Danach ging es raus zum Joggen: Rund um einen kleinen See, pro Runde etwa einen Kilometer. Wieder mussten die Versuchspersonen die Atemmaske tragen. Drahtlos funkte das Gerät die Daten zu einem Laptop, auf dem die Wissenschaftler während des Laufes permanent verfolgen konnten, wie sich Herzschlag, Sauerstoffaufnahme, und Kohlenstoffdioxidabgabe veränderten. Aus den gemessenen Daten ließ sich dann zusammen mit den vorher erhobenen Werten des Grundumsatzes errechnen, wie viele Kalorien bei einer bestimmten Leistung verbrannt wurden. Nach ein paar Runden war klar: Marc muss etwas über 58 Minuten durchhalten, um die 596 Kalorien abzuarbeiten. Er ist recht fit und trainiert regelmäßig, so dass die Strecke für ihn kein Problem war. Sein Herzschlag veränderte sich nur wenig, und auch die Sauerstoffaufnahme blieb einigermaßen konstant. Mit anderen Worten: Er hielt sein Tempo relativ konstant, sodass er immer im optimalen Fettverbrennungs-Bereich blieb. Insgesamt reichten dann sogar schon gut 55 Minuten, bis Marc alle Kalorien aus dem Stück Sahnetorte verbrannt hatte.

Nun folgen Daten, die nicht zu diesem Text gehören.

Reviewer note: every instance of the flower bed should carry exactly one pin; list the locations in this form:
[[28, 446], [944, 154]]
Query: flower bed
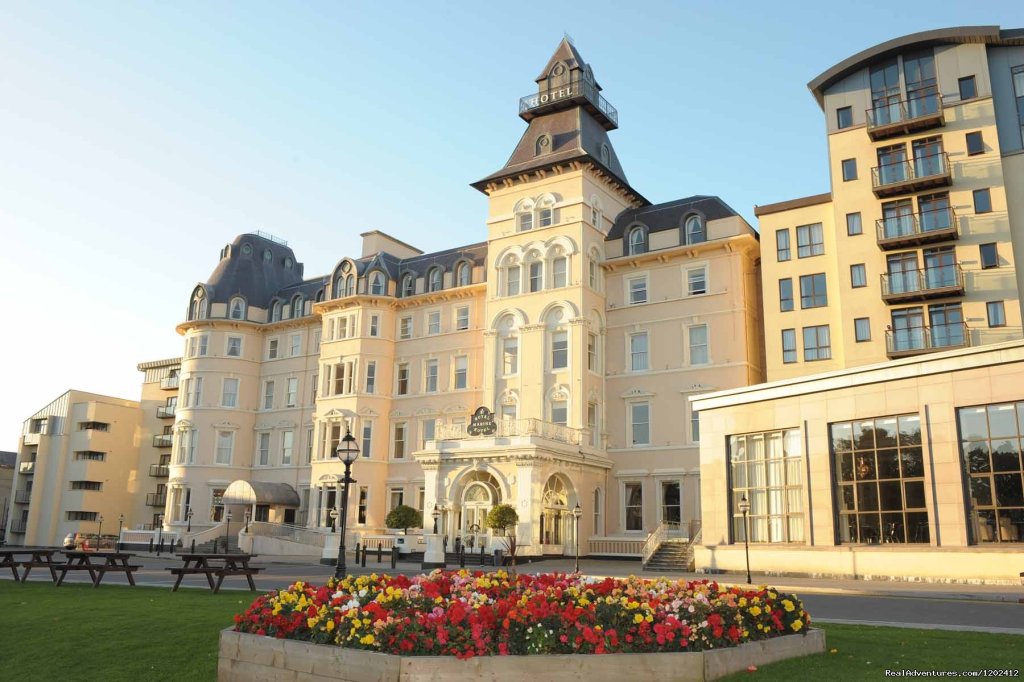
[[466, 614]]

Für Sadi errechneten sich anfangs ähnliche Werte wie für Marc. Nach ein paar Minuten Anlaufzeit kamen die Wissenschaftler auf eine Gesamtzeit von knapp unter 59 Minuten, die Sadi hätte laufen müssen, um 596 Kilokalorien zu verbrennen. Voraussetzung: Er hätte das Tempo und seine Anstrengung konstant durchhalten müssen. Doch offensichtlich ist diese Vorgabe für einen untrainierten Läufer zu hoch: Um durchzuhalten, muss immer mehr Arbeit aufgewendet werden. Die Herzfrequenz steigt stark an, und trotzdem schafft es das Herz irgendwann nicht mehr, den Muskeln genügend Sauerstoff bereitzustellen – sie holen sich dann ihre Energie nicht mehr aus dem Fett, sondern aus den Zuckervorräten des Körpers. Der Läufer hält die Belastung nicht lange durch und muss früher oder später aufgeben – in unserem Fall nach 38 Minuten. Da hatte Sadi erst knapp vier Fünftel seines Kuchenstücks abgearbeitet.
Die größte Hürde beim Sport besteht darin, erst einmal anzufangen. Wie unser kleiner Vergleich gezeigt hat, wird gerade der ungeübte Läufer schnell frustriert, wenn er merkt, dass er sein Ziel nicht erreichen kann. Aber es gibt einen Trost: Hat man sich erst einmal aufgerafft, geht es danach immer besser – und fast sogar von selbst. Nach einer Stunde Joggen stellt sich nämlich noch ein Effekt ein, der beim Abtrainieren hilft: Der Körper verbraucht nach dem Laufen auch in Ruhe noch mehr Energie. Der angekurbelte stärkere Energieumsatz wird erst nach und nach wieder auf den Ruhewert zurückgefahren. Die Energiespeicher werden wieder aufgefüllt – und zwar aus den Fettreserven. Aber Vorsicht: Dieser Nachbrenneffekt kann durch Alkohol zunichte gemacht werden. Das Bier nach dem Training hebt den Effekt fast vollständig wieder auf.